What are the most noteworthy Team of Teams quotes by Stanley McChrystal? What do they say about leadership and team collaboration?
Team of Teams is a book that tells the true story of how General Stanley McChrystal transformed the US task force in the middle of the war with Al Qaeda. The following Team of Teams quotes capture some of his key ideas about leadership and the importance of team-to-team collaboration in the modern age of interconnectedness.
Keep reading for Team of Teams quotes by General Stanley McChrystal.
Team of Teams: Quotes to Think About
“The temptation to lead as a chess master, controlling each move of the organization, must give way to an approach as a gardener, enabling rather than directing. A gardening approach to leadership is anything but passive. The leader acts as an “Eyes-On, Hands-Off” enabler who creates and maintains an ecosystem in which the organization operates.”
In Team of Teams, McChrystal contrasts two leadership mindsets: the chess master and the gardener. Most leaders tend to lead like a chess master, striving to control every move of their subordinates. According to McChrystal, a better way to lead is to be like a gardener and focus on creating the conditions that enable effective teamwork without the constant oversight of the leader.
“Efficiency is doing things right; effectiveness is doing the right thing.”
In discussing qualities of an effective team, McChrystal also differentiates between efficiency and effectiveness, drawing on Peter Drucker’s theory of management.
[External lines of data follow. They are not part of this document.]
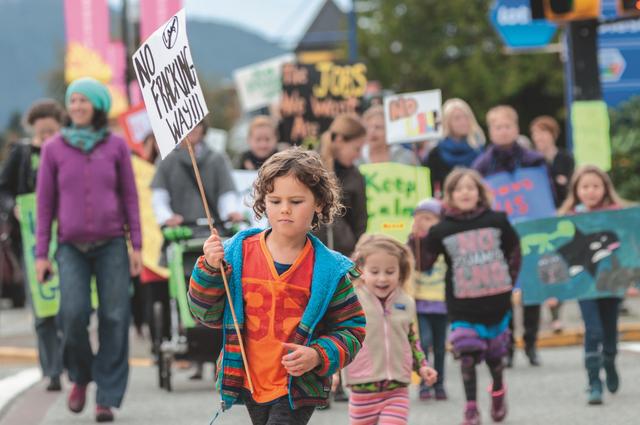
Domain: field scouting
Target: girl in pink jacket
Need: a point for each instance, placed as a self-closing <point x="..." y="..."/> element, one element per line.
<point x="381" y="372"/>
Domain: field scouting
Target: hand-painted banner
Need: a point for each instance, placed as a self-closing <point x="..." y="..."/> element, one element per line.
<point x="584" y="256"/>
<point x="393" y="191"/>
<point x="260" y="85"/>
<point x="169" y="84"/>
<point x="152" y="239"/>
<point x="45" y="297"/>
<point x="413" y="117"/>
<point x="313" y="95"/>
<point x="154" y="13"/>
<point x="524" y="194"/>
<point x="430" y="285"/>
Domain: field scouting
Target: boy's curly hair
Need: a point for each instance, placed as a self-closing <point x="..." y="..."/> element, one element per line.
<point x="308" y="169"/>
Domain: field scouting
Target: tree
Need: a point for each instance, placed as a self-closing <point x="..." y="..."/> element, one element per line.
<point x="625" y="144"/>
<point x="413" y="45"/>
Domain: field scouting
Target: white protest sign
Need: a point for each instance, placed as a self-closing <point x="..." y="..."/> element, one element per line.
<point x="169" y="84"/>
<point x="260" y="84"/>
<point x="413" y="117"/>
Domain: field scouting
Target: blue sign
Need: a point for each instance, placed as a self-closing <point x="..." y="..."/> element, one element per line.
<point x="619" y="60"/>
<point x="524" y="194"/>
<point x="512" y="21"/>
<point x="583" y="256"/>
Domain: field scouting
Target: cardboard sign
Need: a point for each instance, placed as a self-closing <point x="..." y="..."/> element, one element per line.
<point x="393" y="191"/>
<point x="524" y="194"/>
<point x="136" y="126"/>
<point x="313" y="95"/>
<point x="44" y="296"/>
<point x="584" y="256"/>
<point x="413" y="117"/>
<point x="260" y="85"/>
<point x="169" y="84"/>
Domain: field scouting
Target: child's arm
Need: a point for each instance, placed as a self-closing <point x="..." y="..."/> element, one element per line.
<point x="429" y="250"/>
<point x="346" y="321"/>
<point x="206" y="287"/>
<point x="511" y="249"/>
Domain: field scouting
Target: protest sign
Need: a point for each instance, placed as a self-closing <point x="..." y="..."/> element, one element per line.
<point x="524" y="194"/>
<point x="583" y="256"/>
<point x="413" y="117"/>
<point x="136" y="126"/>
<point x="170" y="87"/>
<point x="393" y="191"/>
<point x="313" y="95"/>
<point x="260" y="85"/>
<point x="44" y="296"/>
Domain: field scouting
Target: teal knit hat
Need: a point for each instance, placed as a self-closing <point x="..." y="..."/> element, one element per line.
<point x="94" y="90"/>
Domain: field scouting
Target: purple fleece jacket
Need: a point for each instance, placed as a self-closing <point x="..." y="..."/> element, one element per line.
<point x="92" y="195"/>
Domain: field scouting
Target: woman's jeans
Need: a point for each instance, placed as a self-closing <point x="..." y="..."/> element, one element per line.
<point x="433" y="333"/>
<point x="600" y="318"/>
<point x="109" y="368"/>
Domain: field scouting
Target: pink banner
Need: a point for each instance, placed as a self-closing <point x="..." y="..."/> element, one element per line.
<point x="154" y="13"/>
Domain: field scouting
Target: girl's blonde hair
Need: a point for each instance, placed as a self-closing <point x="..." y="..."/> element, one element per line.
<point x="475" y="138"/>
<point x="306" y="167"/>
<point x="372" y="244"/>
<point x="610" y="197"/>
<point x="452" y="180"/>
<point x="348" y="127"/>
<point x="261" y="121"/>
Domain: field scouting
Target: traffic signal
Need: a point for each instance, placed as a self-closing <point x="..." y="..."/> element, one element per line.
<point x="629" y="7"/>
<point x="571" y="10"/>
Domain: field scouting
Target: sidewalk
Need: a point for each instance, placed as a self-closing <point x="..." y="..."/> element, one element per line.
<point x="18" y="342"/>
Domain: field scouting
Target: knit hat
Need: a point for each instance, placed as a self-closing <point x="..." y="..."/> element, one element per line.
<point x="94" y="90"/>
<point x="430" y="205"/>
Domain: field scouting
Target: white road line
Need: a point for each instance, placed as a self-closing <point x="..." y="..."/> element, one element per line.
<point x="13" y="385"/>
<point x="630" y="346"/>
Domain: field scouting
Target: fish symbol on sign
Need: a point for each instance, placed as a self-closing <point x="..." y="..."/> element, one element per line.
<point x="170" y="33"/>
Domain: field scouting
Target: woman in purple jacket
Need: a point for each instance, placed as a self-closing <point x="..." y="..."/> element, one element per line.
<point x="85" y="183"/>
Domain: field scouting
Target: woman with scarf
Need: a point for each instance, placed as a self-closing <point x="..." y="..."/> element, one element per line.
<point x="86" y="184"/>
<point x="462" y="143"/>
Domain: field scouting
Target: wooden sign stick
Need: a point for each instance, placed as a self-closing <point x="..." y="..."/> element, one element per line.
<point x="220" y="265"/>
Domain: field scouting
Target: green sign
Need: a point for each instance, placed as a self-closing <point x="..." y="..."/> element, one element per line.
<point x="591" y="140"/>
<point x="45" y="296"/>
<point x="393" y="191"/>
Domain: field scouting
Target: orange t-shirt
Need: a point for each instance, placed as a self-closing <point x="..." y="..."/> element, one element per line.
<point x="273" y="307"/>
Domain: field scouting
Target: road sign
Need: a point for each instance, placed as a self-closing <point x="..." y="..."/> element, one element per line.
<point x="512" y="21"/>
<point x="619" y="58"/>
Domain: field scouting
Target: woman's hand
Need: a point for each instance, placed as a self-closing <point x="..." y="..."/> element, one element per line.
<point x="213" y="251"/>
<point x="44" y="270"/>
<point x="428" y="375"/>
<point x="300" y="360"/>
<point x="135" y="263"/>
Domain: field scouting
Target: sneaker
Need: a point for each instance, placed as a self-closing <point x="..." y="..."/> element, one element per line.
<point x="425" y="393"/>
<point x="104" y="414"/>
<point x="498" y="404"/>
<point x="54" y="384"/>
<point x="441" y="394"/>
<point x="471" y="414"/>
<point x="77" y="398"/>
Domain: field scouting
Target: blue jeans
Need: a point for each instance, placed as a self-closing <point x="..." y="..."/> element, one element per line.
<point x="600" y="318"/>
<point x="433" y="334"/>
<point x="109" y="367"/>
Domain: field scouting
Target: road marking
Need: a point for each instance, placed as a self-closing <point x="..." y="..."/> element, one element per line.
<point x="13" y="385"/>
<point x="630" y="346"/>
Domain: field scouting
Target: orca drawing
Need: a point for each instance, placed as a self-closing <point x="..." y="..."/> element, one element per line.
<point x="585" y="251"/>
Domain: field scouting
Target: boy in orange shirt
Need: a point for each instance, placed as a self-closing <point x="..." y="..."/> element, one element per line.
<point x="298" y="314"/>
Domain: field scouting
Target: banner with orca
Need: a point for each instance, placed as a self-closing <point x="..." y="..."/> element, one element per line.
<point x="585" y="256"/>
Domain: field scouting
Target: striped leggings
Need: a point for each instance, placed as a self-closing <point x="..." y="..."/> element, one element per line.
<point x="383" y="408"/>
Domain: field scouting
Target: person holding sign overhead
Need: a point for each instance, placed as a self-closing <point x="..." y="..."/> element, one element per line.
<point x="505" y="154"/>
<point x="462" y="143"/>
<point x="18" y="177"/>
<point x="86" y="183"/>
Drucker defined efficiency as doing things right and effectiveness as doing the right things.
According to McChrystal, the task force was efficient at what it did, but not effective because it wasn’t adapting to do the right things. Instead of strengthening its processes or deploying more resources, the U.S. needed a structure that could reconfigure to respond quickly to unpredictable situations. To put it another way, instead of a factory-like system of known inputs producing predictable outputs, the task force needed a system that could convert unpredictable inputs into unknown but ultimately desirable outputs.
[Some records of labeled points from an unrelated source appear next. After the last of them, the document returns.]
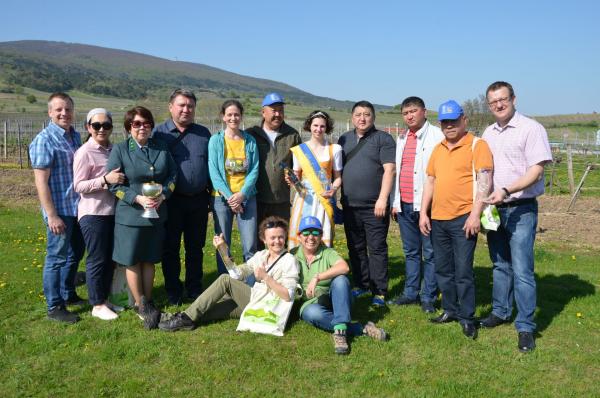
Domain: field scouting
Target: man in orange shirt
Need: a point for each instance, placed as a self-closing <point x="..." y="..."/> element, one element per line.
<point x="450" y="212"/>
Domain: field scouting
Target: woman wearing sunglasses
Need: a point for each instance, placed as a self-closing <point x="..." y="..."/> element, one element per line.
<point x="327" y="300"/>
<point x="138" y="240"/>
<point x="318" y="163"/>
<point x="233" y="168"/>
<point x="96" y="209"/>
<point x="275" y="270"/>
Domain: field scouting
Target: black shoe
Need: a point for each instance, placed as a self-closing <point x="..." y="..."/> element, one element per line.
<point x="75" y="300"/>
<point x="444" y="318"/>
<point x="149" y="313"/>
<point x="176" y="301"/>
<point x="526" y="342"/>
<point x="179" y="321"/>
<point x="80" y="278"/>
<point x="61" y="314"/>
<point x="469" y="329"/>
<point x="492" y="321"/>
<point x="427" y="307"/>
<point x="403" y="300"/>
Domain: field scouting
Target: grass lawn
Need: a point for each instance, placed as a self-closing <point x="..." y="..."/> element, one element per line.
<point x="120" y="358"/>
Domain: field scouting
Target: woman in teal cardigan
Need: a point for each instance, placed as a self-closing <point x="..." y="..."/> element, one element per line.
<point x="138" y="241"/>
<point x="233" y="169"/>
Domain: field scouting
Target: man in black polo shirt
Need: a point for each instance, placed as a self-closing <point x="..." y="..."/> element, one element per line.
<point x="367" y="180"/>
<point x="188" y="206"/>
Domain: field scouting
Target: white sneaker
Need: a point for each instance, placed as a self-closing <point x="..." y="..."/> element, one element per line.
<point x="114" y="307"/>
<point x="104" y="313"/>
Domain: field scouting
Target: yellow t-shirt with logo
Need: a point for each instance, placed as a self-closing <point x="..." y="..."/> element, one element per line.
<point x="236" y="165"/>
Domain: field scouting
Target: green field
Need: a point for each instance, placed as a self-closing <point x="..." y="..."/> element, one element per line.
<point x="120" y="358"/>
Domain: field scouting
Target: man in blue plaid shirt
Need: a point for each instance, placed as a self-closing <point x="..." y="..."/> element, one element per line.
<point x="51" y="153"/>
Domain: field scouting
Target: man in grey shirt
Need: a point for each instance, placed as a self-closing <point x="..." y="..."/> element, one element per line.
<point x="367" y="180"/>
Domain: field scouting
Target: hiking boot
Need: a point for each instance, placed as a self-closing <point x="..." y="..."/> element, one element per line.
<point x="358" y="292"/>
<point x="80" y="278"/>
<point x="179" y="321"/>
<point x="378" y="301"/>
<point x="371" y="330"/>
<point x="61" y="314"/>
<point x="340" y="344"/>
<point x="526" y="342"/>
<point x="427" y="307"/>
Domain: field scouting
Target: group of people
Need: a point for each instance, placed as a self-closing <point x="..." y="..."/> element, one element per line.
<point x="93" y="197"/>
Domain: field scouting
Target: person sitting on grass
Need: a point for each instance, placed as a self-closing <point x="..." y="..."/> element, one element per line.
<point x="275" y="270"/>
<point x="327" y="288"/>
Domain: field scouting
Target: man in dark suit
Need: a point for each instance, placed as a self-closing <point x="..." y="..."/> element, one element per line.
<point x="188" y="207"/>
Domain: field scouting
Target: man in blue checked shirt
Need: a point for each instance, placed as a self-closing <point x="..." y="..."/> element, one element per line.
<point x="51" y="153"/>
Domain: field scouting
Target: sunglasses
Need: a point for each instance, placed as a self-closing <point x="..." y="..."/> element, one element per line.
<point x="313" y="232"/>
<point x="97" y="126"/>
<point x="136" y="124"/>
<point x="275" y="224"/>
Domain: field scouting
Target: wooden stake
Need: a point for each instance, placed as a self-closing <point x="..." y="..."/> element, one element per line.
<point x="574" y="198"/>
<point x="570" y="169"/>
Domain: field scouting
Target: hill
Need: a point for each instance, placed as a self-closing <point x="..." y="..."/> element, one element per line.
<point x="52" y="66"/>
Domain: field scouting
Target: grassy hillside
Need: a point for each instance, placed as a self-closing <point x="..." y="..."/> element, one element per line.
<point x="52" y="66"/>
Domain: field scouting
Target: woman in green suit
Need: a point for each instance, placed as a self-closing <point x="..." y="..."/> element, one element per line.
<point x="137" y="240"/>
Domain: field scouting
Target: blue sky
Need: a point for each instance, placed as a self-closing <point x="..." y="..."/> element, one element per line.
<point x="382" y="51"/>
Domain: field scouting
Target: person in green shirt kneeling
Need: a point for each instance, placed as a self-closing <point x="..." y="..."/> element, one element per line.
<point x="327" y="288"/>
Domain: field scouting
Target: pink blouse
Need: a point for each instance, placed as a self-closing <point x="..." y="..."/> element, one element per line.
<point x="89" y="169"/>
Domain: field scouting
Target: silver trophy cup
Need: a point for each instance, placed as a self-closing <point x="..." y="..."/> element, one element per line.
<point x="151" y="190"/>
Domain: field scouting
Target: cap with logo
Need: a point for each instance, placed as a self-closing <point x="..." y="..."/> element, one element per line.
<point x="450" y="110"/>
<point x="310" y="222"/>
<point x="272" y="98"/>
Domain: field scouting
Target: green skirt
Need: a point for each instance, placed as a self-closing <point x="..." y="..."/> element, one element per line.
<point x="133" y="245"/>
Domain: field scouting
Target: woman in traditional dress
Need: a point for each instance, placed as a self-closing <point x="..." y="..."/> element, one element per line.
<point x="318" y="164"/>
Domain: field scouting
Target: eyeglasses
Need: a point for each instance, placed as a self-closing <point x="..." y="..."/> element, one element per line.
<point x="499" y="101"/>
<point x="313" y="232"/>
<point x="136" y="124"/>
<point x="275" y="224"/>
<point x="97" y="126"/>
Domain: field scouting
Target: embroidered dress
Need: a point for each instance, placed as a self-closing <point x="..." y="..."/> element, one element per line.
<point x="313" y="204"/>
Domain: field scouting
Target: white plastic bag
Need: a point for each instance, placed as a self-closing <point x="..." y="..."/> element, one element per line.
<point x="490" y="218"/>
<point x="267" y="316"/>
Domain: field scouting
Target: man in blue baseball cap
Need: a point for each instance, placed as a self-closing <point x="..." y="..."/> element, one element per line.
<point x="450" y="213"/>
<point x="274" y="139"/>
<point x="327" y="298"/>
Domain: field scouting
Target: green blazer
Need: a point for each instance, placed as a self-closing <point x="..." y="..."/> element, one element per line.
<point x="158" y="166"/>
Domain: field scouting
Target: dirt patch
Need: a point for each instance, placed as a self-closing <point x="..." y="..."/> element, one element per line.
<point x="580" y="227"/>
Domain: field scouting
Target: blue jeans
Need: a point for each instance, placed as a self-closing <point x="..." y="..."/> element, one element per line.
<point x="333" y="308"/>
<point x="511" y="251"/>
<point x="98" y="234"/>
<point x="63" y="253"/>
<point x="417" y="248"/>
<point x="454" y="266"/>
<point x="188" y="216"/>
<point x="223" y="217"/>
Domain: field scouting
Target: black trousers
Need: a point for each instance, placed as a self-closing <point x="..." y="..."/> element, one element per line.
<point x="367" y="247"/>
<point x="188" y="215"/>
<point x="454" y="266"/>
<point x="99" y="267"/>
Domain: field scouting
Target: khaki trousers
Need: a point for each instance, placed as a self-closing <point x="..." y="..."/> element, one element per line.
<point x="225" y="298"/>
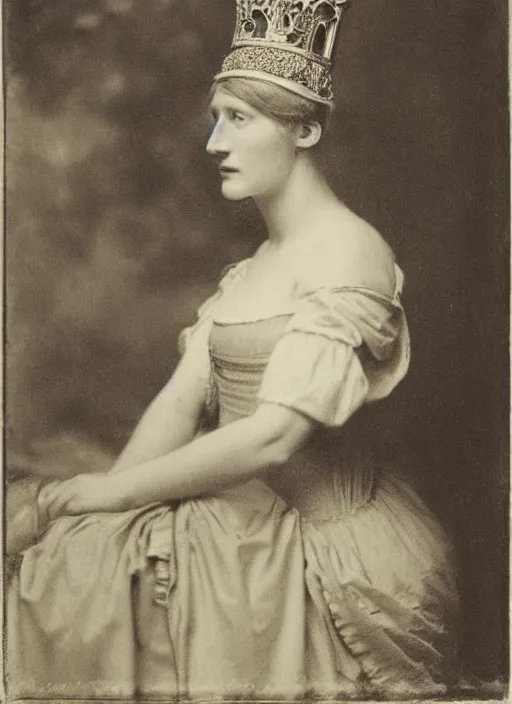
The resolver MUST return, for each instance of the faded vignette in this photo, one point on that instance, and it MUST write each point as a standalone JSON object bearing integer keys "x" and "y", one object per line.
{"x": 69, "y": 137}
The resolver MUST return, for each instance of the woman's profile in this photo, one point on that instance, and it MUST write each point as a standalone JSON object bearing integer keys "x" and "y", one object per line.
{"x": 247, "y": 542}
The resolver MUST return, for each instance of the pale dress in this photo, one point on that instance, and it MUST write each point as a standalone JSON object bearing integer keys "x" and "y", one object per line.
{"x": 241, "y": 594}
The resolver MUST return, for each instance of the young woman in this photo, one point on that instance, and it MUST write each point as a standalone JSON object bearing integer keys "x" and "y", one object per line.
{"x": 247, "y": 543}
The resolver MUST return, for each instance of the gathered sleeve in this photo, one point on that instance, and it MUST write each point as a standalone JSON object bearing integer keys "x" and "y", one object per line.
{"x": 342, "y": 348}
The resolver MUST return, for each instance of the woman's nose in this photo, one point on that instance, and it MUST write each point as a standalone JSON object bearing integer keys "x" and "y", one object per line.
{"x": 217, "y": 143}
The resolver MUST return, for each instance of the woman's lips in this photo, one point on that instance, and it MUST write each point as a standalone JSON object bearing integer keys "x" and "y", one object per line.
{"x": 226, "y": 170}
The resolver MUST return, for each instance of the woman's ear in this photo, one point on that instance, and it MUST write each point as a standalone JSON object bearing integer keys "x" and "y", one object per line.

“Education is resilient, training is robust.”
According to McChrystal, the ideal system for functioning in a complex environment where there are many types of unforeseen disruptions is one that’s both resilient and robust—that is, one that’s both adaptable and strong.
For example, a coral reef is resilient but not robust. If a reef is large enough, it can survive being partially destroyed by a hurricane by regrowing (resilience). But a reef isn’t robust or strong enough to regrow if it suffers too much damage too fast.
Making a system robust involves strengthening its parts while making it resilient comes from linking the parts so they can reconfigure and adapt. Though you can’t control the behavior of storms at sea, you can build a boat that’s robust, and train a resilient crew to adapt to the conditions.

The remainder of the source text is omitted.